Action de lettres Une médecin victime de persécutions

23 septembre 2020
La docteure Tatyana Revva, de la région de Volgograd au sud de la Russie, est harcelée pour avoir dénoncé l'insuffisance des équipements de protection du personnel et d'autres problèmes dans son hôpital en rapport avec la pandémie de Covid 19. Elle est également menacée de poursuites pénales.

Tatiana Revva, une femme médecin qui exerce dans un hôpital de Kalatch-sur-le-Don, dans le sud de la Russie, fait toujours l’objet de représailles pour avoir dénoncé la pénurie d’équipements de protection individuelle pour le personnel médical ainsi que d’autres problèmes dans le contexte de la pandémie de COVID-19. Elle a fait appel d’une décision du 23 juillet rendue par un tribunal, qui a rejeté la plainte au civil qu’elle avait déposée contre l’hôpital pour lui avoir imposé des sanctions disciplinaires. Elle a également appris en juillet qu’elle risquait des poursuites pénales: les services du procureur de district ont annulé une décision statuant qu’elle ne ferait pas l’objet de poursuites, plus particulièrement de poursuites pour diffamation en raison des faits qu’elle avait dénoncés.

Tatyana Revva est à la pointe du secteur de la santé et n'a pas peur de dénoncer les griefs. Elle contribue ainsi à garantir que des mesures efficaces soient prises contre la propagation du coronavirus et que les meilleurs soins de santé possibles soient dispensés. Néanmoins, le tribunal a rejeté son action civile contre les mesures disciplinaires en cours de l'hôpital. Tatyana Revva a fait appel de cette décision de justice.
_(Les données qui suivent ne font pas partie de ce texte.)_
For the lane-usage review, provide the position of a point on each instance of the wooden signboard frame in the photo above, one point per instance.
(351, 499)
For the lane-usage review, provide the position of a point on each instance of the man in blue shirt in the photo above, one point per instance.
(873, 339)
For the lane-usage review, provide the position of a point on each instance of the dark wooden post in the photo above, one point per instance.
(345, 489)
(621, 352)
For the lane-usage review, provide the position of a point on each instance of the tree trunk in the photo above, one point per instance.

Le bureau du procureur général a informé Tatyana Revva en juillet que plusieurs abus, dont elle s'était plainte auparavant, avaient été confirmés par une enquête du procureur général. Toutefois, dans la même lettre, elle a également été informée que le bureau du procureur Kalachevsky avait annulé la décision de la police locale selon laquelle aucune affaire pénale au titre de l'article 128.1 du code pénal de la Fédération de Russie ("diffamation") ne devait être ouverte contre elle. La lettre indiquait en outre que la police avait reçu l'instruction d'ouvrir une nouvelle enquête criminelle à son encontre. Il s'agissait de déterminer si une procédure pénale devait être ouverte contre Tatyana Revva.